Cocaine-Induced Erythrocytosis and Increase in von Willebrand Factor

Abstract

Mechanisms that mediate cocaine-induced cardiovascular events following vasoconstriction are incompletely understood. To examine the effects of cocaine in moderate doses on hematologic and hemostatic parameters that influence blood viscosity and thrombotic potential. Changes in hemoglobin concentration, hematocrit, and red blood cell counts were measured in human subjects who met Diagnostic and Statistical Manual of Mental Disorders, Fourth Edition criteria for long-term cocaine abuse, before and sequentially after moderate intranasal and intravenous doses of cocaine. Hemostatic parameters, including von Willebrand factor, fibrinolytic activity, fibrinogen, plasminogen activator inhibitor antigen, and tissue-type plasminogen activator antigen, were sequentially measured after intravenous cocaine or saline placebo with cardiac troponin subunits T and I. Hemoglobin level (P= .002), hematocrit (P =.01), and red blood cell counts (P = .04) significantly increased from 4% to 6% over baseline from 10 to 30 minutes after intranasal (n = 14) and intravenous (n = 7) cocaine administration in doses of 0.9 mg/kg and 0.4 mg/kg, respectively, with no change in white blood cell or platelet counts.

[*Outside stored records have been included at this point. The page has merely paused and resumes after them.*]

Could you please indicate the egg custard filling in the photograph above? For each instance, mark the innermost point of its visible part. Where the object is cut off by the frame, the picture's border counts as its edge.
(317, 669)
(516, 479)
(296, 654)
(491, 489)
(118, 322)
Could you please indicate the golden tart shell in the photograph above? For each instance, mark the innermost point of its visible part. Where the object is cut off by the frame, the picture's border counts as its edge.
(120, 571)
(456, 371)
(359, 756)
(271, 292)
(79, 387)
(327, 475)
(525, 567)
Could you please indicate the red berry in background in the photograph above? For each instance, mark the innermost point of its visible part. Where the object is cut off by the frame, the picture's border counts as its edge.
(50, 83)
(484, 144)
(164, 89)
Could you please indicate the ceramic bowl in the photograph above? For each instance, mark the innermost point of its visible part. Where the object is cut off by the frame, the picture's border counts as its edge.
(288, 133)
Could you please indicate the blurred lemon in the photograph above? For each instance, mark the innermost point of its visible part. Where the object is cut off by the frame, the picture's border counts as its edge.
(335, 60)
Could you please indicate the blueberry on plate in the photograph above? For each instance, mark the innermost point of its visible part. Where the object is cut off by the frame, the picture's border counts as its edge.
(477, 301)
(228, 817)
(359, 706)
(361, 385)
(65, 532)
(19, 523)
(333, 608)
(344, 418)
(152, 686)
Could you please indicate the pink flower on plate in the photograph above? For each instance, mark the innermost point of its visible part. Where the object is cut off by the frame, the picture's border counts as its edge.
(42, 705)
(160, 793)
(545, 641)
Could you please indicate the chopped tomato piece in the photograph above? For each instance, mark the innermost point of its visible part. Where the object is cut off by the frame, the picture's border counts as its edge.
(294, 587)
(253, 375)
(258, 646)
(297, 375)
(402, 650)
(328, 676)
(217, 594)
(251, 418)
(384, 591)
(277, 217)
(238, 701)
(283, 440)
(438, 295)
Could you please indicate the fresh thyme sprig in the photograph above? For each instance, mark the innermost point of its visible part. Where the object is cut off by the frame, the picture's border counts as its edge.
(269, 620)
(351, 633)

There was a significant increase (P =.03) in von Willebrand factor from 30 to 240 minutes, peaking at 40% over baseline following intravenous cocaine administration in a dose of 0.4 mg/kg (n = 12), with no change after 0.2 mg/kg (n = 3) or placebo (n = 6). Other hemostatic factors, creatinine, blood urea nitrogen, and cardiac troponin subunits T and I showed no changes. Cocaine induced a transient erythrocytosis that may increase blood viscosity while maintaining tissue oxygenation during vasoconstriction. An increase in von Willebrand factor without a compensatory change in endogenous fibrinolysis may trigger platelet adhesion, aggregation, and intravascular thrombosis.